Numpy.str_ error during training phase

Hi, I was using amazon datasets for trying to build a small language detector. but bumped up the numpy.str_ error during training phase. You can view my colab notebook here: Google Colab .

I was using review body field as text and language field as label. and dropped the other fields.

I found that the ‘language’ data field is type of datasets.Value, not the datasets.ClassLabel. I guessed this causing the numpy.str_ error during training.

Question: how do I convert datasets.Value to datasets.ClassLabel ? One way I can think of is doing str2int inside preprocess_function/tokenize method but curious that is there any existing conversion method to do that.

Thanks

Hey @ivanlau I think your idea to apply ClassLabel.str2int() is the simplest approach, e.g.

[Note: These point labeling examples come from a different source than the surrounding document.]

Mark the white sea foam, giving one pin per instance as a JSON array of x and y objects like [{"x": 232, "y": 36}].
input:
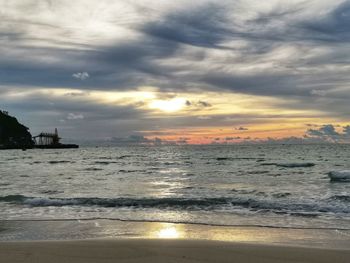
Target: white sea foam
[{"x": 339, "y": 175}]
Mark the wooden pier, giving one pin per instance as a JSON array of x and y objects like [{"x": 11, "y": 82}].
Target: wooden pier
[{"x": 50, "y": 141}]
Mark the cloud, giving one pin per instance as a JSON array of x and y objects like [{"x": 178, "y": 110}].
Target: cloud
[
  {"x": 241, "y": 129},
  {"x": 297, "y": 53},
  {"x": 328, "y": 132},
  {"x": 75, "y": 116},
  {"x": 81, "y": 75}
]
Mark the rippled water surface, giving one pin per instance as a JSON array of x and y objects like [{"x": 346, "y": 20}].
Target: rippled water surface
[{"x": 278, "y": 186}]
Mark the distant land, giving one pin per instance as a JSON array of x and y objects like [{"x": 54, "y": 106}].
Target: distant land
[{"x": 14, "y": 135}]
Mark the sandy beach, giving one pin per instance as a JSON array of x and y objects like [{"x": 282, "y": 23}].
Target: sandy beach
[{"x": 161, "y": 250}]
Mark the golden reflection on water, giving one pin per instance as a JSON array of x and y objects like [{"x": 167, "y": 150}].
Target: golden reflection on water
[
  {"x": 183, "y": 231},
  {"x": 165, "y": 230}
]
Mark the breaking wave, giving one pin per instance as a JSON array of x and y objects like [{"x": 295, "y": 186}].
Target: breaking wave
[{"x": 291, "y": 208}]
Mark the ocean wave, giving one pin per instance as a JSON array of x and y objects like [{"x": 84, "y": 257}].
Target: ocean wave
[
  {"x": 289, "y": 165},
  {"x": 339, "y": 176},
  {"x": 57, "y": 162},
  {"x": 226, "y": 203}
]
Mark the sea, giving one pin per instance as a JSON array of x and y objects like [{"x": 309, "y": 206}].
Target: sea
[{"x": 270, "y": 186}]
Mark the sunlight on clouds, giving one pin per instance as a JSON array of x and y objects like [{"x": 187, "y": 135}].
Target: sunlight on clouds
[{"x": 168, "y": 105}]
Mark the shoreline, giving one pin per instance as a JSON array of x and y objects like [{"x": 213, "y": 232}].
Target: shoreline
[
  {"x": 81, "y": 230},
  {"x": 134, "y": 250}
]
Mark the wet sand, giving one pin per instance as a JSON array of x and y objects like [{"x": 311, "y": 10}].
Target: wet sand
[{"x": 161, "y": 250}]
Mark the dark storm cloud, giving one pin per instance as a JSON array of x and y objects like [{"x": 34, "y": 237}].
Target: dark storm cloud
[
  {"x": 297, "y": 52},
  {"x": 203, "y": 26}
]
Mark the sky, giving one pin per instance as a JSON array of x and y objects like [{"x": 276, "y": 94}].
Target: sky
[{"x": 178, "y": 72}]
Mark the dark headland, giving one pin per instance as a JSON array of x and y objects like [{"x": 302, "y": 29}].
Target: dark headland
[{"x": 14, "y": 135}]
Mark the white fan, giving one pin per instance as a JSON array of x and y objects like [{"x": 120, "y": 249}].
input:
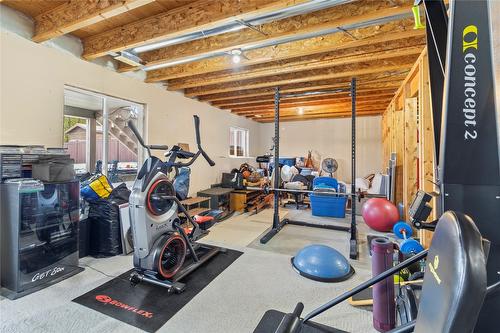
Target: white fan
[{"x": 329, "y": 165}]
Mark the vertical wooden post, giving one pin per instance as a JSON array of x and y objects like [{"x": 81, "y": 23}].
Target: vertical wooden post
[
  {"x": 427, "y": 149},
  {"x": 410, "y": 164}
]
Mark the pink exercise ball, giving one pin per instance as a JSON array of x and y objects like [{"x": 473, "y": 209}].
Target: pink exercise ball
[{"x": 380, "y": 214}]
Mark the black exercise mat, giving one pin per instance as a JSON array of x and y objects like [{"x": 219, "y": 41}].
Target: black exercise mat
[
  {"x": 272, "y": 319},
  {"x": 149, "y": 307}
]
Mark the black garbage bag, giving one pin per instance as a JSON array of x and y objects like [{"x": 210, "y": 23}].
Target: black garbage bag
[
  {"x": 181, "y": 183},
  {"x": 104, "y": 217}
]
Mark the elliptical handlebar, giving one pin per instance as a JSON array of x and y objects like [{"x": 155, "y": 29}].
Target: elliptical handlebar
[
  {"x": 141, "y": 140},
  {"x": 172, "y": 162}
]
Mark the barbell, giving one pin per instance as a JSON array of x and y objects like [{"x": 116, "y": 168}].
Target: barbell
[{"x": 267, "y": 189}]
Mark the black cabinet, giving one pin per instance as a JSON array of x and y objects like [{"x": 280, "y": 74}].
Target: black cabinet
[{"x": 39, "y": 234}]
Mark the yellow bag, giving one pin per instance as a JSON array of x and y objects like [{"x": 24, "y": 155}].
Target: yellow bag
[{"x": 98, "y": 187}]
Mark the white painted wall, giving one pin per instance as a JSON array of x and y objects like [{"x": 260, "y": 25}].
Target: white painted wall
[
  {"x": 332, "y": 138},
  {"x": 32, "y": 97},
  {"x": 31, "y": 108}
]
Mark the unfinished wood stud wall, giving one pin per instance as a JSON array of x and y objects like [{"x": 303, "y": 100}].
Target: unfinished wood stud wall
[{"x": 407, "y": 130}]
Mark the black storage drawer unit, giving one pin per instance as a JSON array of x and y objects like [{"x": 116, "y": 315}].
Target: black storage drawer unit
[{"x": 39, "y": 234}]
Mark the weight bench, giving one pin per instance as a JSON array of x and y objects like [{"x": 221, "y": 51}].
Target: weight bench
[{"x": 453, "y": 291}]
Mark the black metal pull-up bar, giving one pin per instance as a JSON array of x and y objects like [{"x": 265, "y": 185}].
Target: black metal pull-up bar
[{"x": 278, "y": 224}]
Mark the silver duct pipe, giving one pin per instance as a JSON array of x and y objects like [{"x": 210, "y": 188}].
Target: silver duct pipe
[
  {"x": 283, "y": 40},
  {"x": 304, "y": 8}
]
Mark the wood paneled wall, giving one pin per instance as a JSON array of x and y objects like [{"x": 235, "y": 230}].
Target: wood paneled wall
[{"x": 407, "y": 130}]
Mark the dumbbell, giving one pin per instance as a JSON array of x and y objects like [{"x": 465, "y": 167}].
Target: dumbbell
[{"x": 409, "y": 245}]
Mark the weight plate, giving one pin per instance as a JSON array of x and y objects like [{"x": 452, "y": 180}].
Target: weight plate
[
  {"x": 410, "y": 246},
  {"x": 401, "y": 227}
]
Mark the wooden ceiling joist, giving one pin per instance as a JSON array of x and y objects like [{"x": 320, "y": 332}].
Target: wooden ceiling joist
[
  {"x": 314, "y": 104},
  {"x": 200, "y": 15},
  {"x": 274, "y": 32},
  {"x": 345, "y": 114},
  {"x": 308, "y": 109},
  {"x": 77, "y": 14},
  {"x": 385, "y": 33},
  {"x": 336, "y": 72},
  {"x": 372, "y": 82},
  {"x": 269, "y": 99},
  {"x": 331, "y": 59}
]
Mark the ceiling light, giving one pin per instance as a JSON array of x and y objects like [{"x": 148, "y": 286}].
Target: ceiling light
[
  {"x": 236, "y": 56},
  {"x": 128, "y": 58}
]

from datasets import load_dataset, ClassLabel, Features

dset = load_dataset("amazon_reviews_multi", "all_languages", split="test")
# Create ClassLabel feature
langs = dset.unique("language")
lang_feature = ClassLabel(names=langs)
# Update default features
features = dset.features
features["language"] = lang_feature
# Update dataset
dset_with_classlabel = dset.map(lambda x : {"language": lang_feature.str2int(x["language"])}, features=features)

dset_with_classlabel.features
# {'language': ClassLabel(num_classes=6, names=['de', 'en', 'es', 'fr', 'ja', 'zh'], names_file=None, id=None),
#  'product_category': Value(dtype='string', id=None),
#  'product_id': Value(dtype='string', id=None),
#  'review_body': Value(dtype='string', id=None),
#  'review_id': Value(dtype='string', id=None),
#  'review_title': Value(dtype='string', id=None),
#  'reviewer_id': Value(dtype='string', id=None),
#  'stars': Value(dtype='int32', id=None)}

Alternatively, you can provide the features dictionary when you load the dataset with load_dataset. Hope that helps!

1 Like

I see… I don’t know ClassLabel has such method exist. I will try it then.
Thanks for the pointer. :slight_smile: